Romancier, dramaturge, peintre et musicien, le Norvégien Samuel Bjørk (Frode Sander de son vrai nom), a récemment signé un premier polar intitulé Je voyage seule. Il nous plonge dans une histoire de «gamines victimes d’un jeu grotesque impensable».

Dès les premiers chapitres (il y en a 89), nous apprenons qu’un promeneur a découvert dans la forêt une petite fille assassinée, pendue à un arbre avec une corde à sauter et portant autour du cou un panonceau où figure la mention Je voyage seule. L’affaire est confiée au commissaire Holger Munch qui met sur pied une équipe spéciale aux ressources illimitées.

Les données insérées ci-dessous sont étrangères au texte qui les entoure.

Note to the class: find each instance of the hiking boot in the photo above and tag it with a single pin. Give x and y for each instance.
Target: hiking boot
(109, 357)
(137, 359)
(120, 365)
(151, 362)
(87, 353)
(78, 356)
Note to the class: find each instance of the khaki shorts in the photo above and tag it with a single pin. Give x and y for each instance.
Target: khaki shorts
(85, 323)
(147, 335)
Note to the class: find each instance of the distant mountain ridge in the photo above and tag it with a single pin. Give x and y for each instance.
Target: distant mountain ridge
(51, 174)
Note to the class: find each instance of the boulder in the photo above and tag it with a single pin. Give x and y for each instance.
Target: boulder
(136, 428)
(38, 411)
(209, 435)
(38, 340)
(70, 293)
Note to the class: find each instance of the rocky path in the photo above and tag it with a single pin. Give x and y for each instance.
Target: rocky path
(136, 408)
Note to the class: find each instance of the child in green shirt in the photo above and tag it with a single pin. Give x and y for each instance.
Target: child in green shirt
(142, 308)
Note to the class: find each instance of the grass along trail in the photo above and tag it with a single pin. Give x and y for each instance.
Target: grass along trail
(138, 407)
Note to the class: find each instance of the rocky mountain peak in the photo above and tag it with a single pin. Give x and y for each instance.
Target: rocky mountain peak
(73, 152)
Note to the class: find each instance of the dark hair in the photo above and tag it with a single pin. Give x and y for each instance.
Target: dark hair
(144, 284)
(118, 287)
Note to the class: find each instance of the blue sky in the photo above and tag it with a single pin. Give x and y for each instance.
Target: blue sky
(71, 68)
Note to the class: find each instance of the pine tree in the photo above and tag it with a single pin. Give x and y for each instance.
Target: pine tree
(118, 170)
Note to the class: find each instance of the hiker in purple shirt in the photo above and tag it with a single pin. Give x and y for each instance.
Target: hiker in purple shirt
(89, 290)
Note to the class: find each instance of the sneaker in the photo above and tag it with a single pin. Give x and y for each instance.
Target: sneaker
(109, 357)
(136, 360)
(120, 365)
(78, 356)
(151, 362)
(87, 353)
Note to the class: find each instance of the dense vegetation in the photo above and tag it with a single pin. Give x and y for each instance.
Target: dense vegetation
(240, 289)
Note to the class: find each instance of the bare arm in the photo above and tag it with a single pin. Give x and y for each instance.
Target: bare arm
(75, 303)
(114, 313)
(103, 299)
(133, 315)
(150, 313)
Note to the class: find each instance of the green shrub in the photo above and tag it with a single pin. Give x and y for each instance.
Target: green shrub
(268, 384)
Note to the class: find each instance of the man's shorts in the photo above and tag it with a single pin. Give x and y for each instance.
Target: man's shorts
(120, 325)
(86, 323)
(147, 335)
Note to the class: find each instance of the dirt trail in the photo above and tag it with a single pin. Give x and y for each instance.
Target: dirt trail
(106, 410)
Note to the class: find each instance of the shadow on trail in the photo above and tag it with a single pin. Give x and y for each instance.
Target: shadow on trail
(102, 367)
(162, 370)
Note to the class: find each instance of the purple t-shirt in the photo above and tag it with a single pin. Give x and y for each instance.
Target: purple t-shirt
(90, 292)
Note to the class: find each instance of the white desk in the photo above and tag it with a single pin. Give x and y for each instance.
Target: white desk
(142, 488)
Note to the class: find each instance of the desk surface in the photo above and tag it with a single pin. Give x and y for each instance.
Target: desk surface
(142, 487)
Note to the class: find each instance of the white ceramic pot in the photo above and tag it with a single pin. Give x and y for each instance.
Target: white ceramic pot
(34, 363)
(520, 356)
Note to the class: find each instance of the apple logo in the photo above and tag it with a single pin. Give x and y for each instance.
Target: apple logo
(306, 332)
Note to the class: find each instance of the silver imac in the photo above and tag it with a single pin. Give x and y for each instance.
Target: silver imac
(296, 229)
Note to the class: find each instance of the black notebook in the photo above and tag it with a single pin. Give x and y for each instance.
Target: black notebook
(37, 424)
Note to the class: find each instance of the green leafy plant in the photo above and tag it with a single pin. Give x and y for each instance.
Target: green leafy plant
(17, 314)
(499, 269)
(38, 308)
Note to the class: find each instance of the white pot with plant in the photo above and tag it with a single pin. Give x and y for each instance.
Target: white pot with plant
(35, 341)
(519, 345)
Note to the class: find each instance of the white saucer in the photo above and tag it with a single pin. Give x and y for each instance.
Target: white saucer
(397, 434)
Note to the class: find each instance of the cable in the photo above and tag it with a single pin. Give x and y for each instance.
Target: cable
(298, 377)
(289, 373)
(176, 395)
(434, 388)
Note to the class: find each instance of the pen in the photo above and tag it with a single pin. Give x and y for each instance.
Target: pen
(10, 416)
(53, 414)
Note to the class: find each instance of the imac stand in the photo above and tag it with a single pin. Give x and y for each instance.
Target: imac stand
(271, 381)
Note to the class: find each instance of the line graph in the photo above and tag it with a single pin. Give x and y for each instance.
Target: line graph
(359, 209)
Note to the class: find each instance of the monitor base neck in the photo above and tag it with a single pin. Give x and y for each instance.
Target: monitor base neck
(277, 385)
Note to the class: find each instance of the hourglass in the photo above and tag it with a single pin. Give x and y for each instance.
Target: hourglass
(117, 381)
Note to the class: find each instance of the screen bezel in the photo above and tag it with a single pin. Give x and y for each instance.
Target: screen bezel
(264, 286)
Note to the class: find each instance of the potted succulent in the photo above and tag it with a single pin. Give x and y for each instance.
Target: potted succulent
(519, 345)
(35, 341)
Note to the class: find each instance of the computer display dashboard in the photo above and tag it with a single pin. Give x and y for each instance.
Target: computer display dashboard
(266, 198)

Munch veut recruter l’ex-policière Mia Krüger, qui vit maintenant en recluse sur une île loin d’Oslo. Quand il la rejoint, Holger ignore que Mia s’y est retranchée pour… se suicider dans une dizaine de jours. «La tête obsédée par un meurtre à élucider», Mia décide de repousser son funeste plan.

Elle découvre un indice qui est passé inaperçu aux yeux de ses collègues. Le chiffre I est peint sur l’ongle de l’auriculaire de la fillette Pauline. Elle est la première d’une série de victimes. Johanne, Andrea et Karoline, toutes âgées de 6 ans, suivront.

Aux États-Unis ou au cinéma, ces meurtres seraient un fait divers, mais pas en Norvège. Le pays est sous le choc, en deuil, en état d’urgence. Sa population est terrorisée et les journaux pataugent dans le sensationnalisme.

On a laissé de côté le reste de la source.